We are at the computer drinking coffee, and there are people being killed all around the world in a search for freedom. My friend from Kiev, Ukraine, just sent me videos of the violence in her city and a photo of 60 more people killed. That is addition to the 26 people slain yesterday. I watched the videos, and it shook me to my core. Snipers are killing Ukrainian protesters like wild animals. These are fathers, brothers, and sons. They have families, children, who will be fatherless because they wanted their children to live in a free country.
Protesters have taken government buildings in Kiev and throughout the country. In some outlying areas, reports are coming in that police are laying down their guns and surrendering to the takeover. It is difficult to understand how the leaders of this country can kill the people who are asking for one major concession: To be aligned with the West rather than Russia. In a democratic society, the legislature would meet and respond to an overwhelming majority of the population who are seeking such a change in policy. It is doubtful that since 1991, the majority of Ukrainian people have changed their minds about Russia.
They spoke loud and clear in 1991 during a presidential election under a new Constitution when 90 percent of voters expressed support for the Act of Independence that separated the country from Russia http://www.ukrweekly.com/old/archive/1991/499101.shtml. Now they must again fight for their independence from what they see as a major shift back to Russia by the country's President Viktor F. Yanukovych who refused to sign a trade agreement with the European Union.
I am Russian and was born in Moscow, but my grandmother Varvara Gordienko is Ukrainian, so the people of the Ukraine are like relatives to me. Kiev, like Beirut before its civil wars, has long been a cultural center for the intelligentsia. The country itself has some of the most fertile land in the world and since the industrial revolution has been a center of manufacturing and technological advances, albeit interrupted by World War I and II.
It seemed finally in 1991 that the Ukraine had found its way to peaceful transition that befits its potential. And it is no surprise that Russia would like to keep the country under its influence. Its "bread basket" is third in production in the world, and Russia has raided its food stores before.

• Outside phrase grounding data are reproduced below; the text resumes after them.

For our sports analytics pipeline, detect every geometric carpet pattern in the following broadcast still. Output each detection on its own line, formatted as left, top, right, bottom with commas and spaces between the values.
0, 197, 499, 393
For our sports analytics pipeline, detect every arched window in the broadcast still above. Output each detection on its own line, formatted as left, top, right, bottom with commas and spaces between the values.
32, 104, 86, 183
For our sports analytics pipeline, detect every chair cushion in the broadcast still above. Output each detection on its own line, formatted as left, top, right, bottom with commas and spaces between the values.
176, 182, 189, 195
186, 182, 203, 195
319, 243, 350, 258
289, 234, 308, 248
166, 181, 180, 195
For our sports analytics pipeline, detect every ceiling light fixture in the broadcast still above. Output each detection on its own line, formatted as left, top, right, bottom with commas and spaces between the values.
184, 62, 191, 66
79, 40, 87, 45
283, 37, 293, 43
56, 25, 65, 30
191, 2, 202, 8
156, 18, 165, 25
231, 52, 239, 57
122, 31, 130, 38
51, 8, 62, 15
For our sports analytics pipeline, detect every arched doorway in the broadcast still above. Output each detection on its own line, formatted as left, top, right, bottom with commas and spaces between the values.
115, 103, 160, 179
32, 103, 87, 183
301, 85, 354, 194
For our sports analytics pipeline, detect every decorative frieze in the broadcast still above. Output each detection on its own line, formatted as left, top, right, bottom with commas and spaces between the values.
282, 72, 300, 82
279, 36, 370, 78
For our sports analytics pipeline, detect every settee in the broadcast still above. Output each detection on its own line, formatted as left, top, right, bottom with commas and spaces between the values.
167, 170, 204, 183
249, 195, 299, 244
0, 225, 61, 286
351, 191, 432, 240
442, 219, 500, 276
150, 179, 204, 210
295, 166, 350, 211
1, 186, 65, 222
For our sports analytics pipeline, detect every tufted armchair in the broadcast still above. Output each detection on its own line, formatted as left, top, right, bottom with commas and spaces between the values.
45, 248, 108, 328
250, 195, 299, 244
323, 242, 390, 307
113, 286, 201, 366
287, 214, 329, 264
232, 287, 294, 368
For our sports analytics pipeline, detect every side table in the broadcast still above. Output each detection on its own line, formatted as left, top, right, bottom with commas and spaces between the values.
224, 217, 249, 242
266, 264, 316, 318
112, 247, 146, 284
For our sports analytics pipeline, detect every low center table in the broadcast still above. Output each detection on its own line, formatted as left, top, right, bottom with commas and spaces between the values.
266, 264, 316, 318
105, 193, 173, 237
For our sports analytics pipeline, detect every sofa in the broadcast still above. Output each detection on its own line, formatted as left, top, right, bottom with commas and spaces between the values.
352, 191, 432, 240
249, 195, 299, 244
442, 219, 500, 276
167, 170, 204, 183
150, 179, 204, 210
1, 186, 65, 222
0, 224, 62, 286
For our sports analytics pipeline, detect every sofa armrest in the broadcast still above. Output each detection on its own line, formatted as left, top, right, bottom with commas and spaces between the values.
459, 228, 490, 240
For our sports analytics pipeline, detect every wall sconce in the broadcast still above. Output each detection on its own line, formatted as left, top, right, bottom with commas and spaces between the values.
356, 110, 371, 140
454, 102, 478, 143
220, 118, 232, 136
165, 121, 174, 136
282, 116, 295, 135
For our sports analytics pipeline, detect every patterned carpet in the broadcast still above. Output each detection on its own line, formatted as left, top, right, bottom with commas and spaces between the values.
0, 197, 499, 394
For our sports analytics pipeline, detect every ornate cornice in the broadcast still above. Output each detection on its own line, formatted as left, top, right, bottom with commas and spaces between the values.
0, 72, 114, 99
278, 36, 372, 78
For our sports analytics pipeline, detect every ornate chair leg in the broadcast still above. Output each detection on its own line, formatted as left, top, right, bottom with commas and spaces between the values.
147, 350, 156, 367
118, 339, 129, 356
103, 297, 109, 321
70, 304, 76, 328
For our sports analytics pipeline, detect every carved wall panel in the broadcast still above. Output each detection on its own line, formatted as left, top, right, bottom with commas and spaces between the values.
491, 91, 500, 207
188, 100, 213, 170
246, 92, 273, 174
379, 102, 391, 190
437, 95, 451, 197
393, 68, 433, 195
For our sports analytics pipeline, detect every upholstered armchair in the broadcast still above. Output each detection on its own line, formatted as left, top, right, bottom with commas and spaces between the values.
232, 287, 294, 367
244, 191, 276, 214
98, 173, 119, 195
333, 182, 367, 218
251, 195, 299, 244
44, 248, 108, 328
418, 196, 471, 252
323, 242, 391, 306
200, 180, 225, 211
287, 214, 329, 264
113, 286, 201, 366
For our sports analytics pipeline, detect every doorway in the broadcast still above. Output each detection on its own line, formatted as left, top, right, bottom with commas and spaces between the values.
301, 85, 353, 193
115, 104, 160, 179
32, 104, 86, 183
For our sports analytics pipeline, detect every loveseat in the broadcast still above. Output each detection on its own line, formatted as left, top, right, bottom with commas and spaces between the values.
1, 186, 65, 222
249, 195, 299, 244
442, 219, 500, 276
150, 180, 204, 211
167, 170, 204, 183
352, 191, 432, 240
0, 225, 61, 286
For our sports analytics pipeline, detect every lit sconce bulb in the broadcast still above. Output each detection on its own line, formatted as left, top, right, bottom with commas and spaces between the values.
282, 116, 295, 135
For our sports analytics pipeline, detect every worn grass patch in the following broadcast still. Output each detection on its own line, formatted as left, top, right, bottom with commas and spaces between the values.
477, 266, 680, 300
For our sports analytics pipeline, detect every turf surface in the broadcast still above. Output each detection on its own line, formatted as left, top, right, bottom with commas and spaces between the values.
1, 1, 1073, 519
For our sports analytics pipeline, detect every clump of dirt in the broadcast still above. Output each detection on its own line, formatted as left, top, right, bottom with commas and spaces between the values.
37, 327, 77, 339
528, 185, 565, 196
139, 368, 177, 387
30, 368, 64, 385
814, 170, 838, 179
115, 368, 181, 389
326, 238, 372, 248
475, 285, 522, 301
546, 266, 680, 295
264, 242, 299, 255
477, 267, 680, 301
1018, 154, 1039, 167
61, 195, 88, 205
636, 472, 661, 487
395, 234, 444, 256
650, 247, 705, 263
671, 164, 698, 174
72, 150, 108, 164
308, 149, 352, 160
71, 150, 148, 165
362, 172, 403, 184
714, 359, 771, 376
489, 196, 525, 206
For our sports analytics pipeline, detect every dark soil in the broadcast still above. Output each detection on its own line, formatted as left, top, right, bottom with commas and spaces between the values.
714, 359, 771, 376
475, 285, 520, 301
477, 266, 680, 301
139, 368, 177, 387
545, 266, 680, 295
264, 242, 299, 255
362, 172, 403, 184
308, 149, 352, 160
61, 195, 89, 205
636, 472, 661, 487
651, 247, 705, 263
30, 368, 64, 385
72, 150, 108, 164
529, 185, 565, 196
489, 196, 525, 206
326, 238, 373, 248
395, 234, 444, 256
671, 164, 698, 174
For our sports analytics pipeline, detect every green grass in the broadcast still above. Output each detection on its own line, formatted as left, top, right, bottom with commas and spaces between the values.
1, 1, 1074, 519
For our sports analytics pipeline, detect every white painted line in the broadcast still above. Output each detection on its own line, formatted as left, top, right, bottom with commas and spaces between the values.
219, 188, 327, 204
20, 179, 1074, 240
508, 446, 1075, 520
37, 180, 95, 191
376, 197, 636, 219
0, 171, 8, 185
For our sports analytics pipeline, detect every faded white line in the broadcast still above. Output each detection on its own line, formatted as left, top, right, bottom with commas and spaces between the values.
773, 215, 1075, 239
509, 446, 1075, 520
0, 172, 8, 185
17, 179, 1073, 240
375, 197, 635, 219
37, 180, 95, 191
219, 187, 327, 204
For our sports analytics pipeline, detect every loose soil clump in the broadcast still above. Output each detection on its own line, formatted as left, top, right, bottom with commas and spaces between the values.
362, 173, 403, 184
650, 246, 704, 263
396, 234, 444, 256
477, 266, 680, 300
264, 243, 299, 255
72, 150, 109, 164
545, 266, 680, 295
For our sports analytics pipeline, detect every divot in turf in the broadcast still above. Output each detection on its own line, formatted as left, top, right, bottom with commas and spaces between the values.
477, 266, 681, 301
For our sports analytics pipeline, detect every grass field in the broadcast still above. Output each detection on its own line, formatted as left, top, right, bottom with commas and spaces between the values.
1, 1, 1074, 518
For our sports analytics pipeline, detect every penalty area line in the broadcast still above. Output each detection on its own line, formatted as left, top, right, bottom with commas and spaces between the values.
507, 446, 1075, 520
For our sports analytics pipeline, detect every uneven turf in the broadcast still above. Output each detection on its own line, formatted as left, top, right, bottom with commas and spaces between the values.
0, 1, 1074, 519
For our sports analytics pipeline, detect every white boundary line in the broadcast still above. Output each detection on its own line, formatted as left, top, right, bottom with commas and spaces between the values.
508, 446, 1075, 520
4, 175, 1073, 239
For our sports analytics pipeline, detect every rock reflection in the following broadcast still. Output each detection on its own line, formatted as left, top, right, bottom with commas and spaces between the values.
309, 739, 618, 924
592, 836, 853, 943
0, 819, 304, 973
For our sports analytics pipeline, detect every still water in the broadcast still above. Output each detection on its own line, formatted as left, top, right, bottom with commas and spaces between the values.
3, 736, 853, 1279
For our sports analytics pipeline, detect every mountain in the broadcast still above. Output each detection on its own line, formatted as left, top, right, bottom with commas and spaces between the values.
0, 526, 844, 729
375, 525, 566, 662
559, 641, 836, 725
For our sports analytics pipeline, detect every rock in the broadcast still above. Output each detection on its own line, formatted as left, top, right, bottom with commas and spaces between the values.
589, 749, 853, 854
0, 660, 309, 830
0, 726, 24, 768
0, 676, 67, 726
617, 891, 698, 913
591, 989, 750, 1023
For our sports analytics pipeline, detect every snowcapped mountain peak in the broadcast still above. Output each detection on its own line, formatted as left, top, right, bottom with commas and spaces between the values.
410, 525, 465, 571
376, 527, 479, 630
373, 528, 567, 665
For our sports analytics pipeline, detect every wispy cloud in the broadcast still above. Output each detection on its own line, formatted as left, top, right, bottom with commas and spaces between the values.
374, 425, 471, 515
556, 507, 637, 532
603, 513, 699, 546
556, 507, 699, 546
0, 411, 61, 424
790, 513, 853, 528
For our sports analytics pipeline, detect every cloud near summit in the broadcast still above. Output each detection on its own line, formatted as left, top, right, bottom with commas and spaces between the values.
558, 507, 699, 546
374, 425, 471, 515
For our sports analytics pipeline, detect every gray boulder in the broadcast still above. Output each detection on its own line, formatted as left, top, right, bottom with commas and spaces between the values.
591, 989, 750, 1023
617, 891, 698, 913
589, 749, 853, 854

Although the Ukraine suffered a deep recession after the breakup of the Soviet Union and gaining its independence, by the end of the 1990s, the economy had stabilized. A new Constitution of Ukraine adopted in 1996 turned the country into a semi-presidential republic and established a stable political system, although the government was criticized for continued corruption, electoral fraud, discouraging free speech and concentrating too much power in the office of the president.
The people have spoken before in the Ukraine that they want more independence from Russia. That the government leaders now in power would ignore such a mandate tells the opposition that talk and votes mean nothing. Until the president listens to the people, the fear will continue to build that freedom and a bright future are fading hopes. That fear can only bred more opposition and the violence we see today with police killing their own citizens indiscriminately. That fear of being cut off from the world behind a wall of tyranny like North Korea is clear in the plea from the young woman in the video. She says it much better than I can ever do, although I must add my voice to this protest. Stop the killing, and listen to the people, President Yanukovych.
Please share this video with everyone you know so the people of the Ukraine will know there are those who support their desire for a more tolerant and democratic society. My heart is in pain for these "relatives" of mine. We cannot possibly be indifferent!
Update: It is with great relief and rising hope that I learned today of a respite in the killing. Opposition leaders and the Ukraine president signed a political deal to end the violence. Mediated by European Union leaders and Russia, the agreement calls for early elections and a reduction in presidential powers. However, Russia has refused to sign the accords. And without the resignation of President Yanukovych, fears are that many in the opposition will not be satisfied, and the agreement will not hold. Earlier truces and settlements have broken down and violence escalated from earlier levels.